Dans la fosse, la Cappella Mediterranea ouvre les portes d’une véritable caverne aux trésors. Les couleurs chatoyantes alternent avec les tons plus sombres, éclairés par des lumières qui varient au fil des péripéties et des atmosphères, tandis que le continuo fait preuve d’une superbe ductilité. L’orchestre, en formation restreinte, est en parfaite osmose avec le plateau. Au reste, on ressent une évidente complicité, comme un esprit de troupe, entre tous les artistes.

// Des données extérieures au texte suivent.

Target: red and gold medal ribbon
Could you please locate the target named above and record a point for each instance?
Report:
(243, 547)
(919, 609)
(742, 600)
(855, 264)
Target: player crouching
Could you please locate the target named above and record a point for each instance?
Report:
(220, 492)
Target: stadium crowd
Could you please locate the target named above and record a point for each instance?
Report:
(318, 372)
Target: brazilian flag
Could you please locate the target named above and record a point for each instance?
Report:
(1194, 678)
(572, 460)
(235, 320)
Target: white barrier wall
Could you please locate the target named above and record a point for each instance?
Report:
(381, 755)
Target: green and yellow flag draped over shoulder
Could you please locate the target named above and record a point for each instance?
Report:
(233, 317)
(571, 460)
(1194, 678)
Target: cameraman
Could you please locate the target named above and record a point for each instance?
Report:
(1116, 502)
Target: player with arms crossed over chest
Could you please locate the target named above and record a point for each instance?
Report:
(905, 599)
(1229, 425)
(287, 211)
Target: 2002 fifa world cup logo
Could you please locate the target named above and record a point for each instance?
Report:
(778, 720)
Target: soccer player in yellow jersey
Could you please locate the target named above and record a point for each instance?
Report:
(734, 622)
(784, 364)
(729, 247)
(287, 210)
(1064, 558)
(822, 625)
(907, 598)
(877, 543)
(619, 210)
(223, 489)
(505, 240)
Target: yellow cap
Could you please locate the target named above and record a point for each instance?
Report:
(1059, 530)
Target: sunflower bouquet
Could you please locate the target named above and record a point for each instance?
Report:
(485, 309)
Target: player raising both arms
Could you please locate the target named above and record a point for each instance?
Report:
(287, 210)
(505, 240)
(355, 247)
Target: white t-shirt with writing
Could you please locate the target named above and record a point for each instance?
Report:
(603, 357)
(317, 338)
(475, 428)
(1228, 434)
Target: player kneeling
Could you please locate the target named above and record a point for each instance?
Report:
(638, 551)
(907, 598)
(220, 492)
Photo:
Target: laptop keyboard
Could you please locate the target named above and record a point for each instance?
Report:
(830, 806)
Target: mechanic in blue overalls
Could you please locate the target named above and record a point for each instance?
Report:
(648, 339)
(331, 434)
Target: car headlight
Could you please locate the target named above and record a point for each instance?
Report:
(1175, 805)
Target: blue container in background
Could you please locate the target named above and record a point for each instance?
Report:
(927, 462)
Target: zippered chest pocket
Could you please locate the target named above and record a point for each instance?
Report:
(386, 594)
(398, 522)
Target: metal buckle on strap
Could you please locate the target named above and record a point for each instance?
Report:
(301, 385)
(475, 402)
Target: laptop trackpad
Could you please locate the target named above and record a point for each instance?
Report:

La mise en scène de Jean-Yves Ruf repose sur un dispositif sobre, élégant et très dynamique, comme un clin d’œil à la machinerie imaginée par Giacomo Torelli pour la création vénitienne. La beauté des décors de Laure Pichat – où le rideau de scène joue un rôle important et sans cesse renouvelé – est soulignée par les lumières de Christian Dubet. Avec leurs couleurs subtilement nuancées et assemblées, les costumes dessinés par Claudia Jenatsch apportent leur contribution à l’harmonie visuelle qui se dégage de l’ensemble. Au-delà de sa beauté, la mise en scène brille par sa direction d’acteur, précise, fluide, en tous points remarquable.

Si vous avez manqué cette résurrection, le miracle se renouvellera à l’Opéra royal du Château de Versailles les 16 et 17 mars prochains.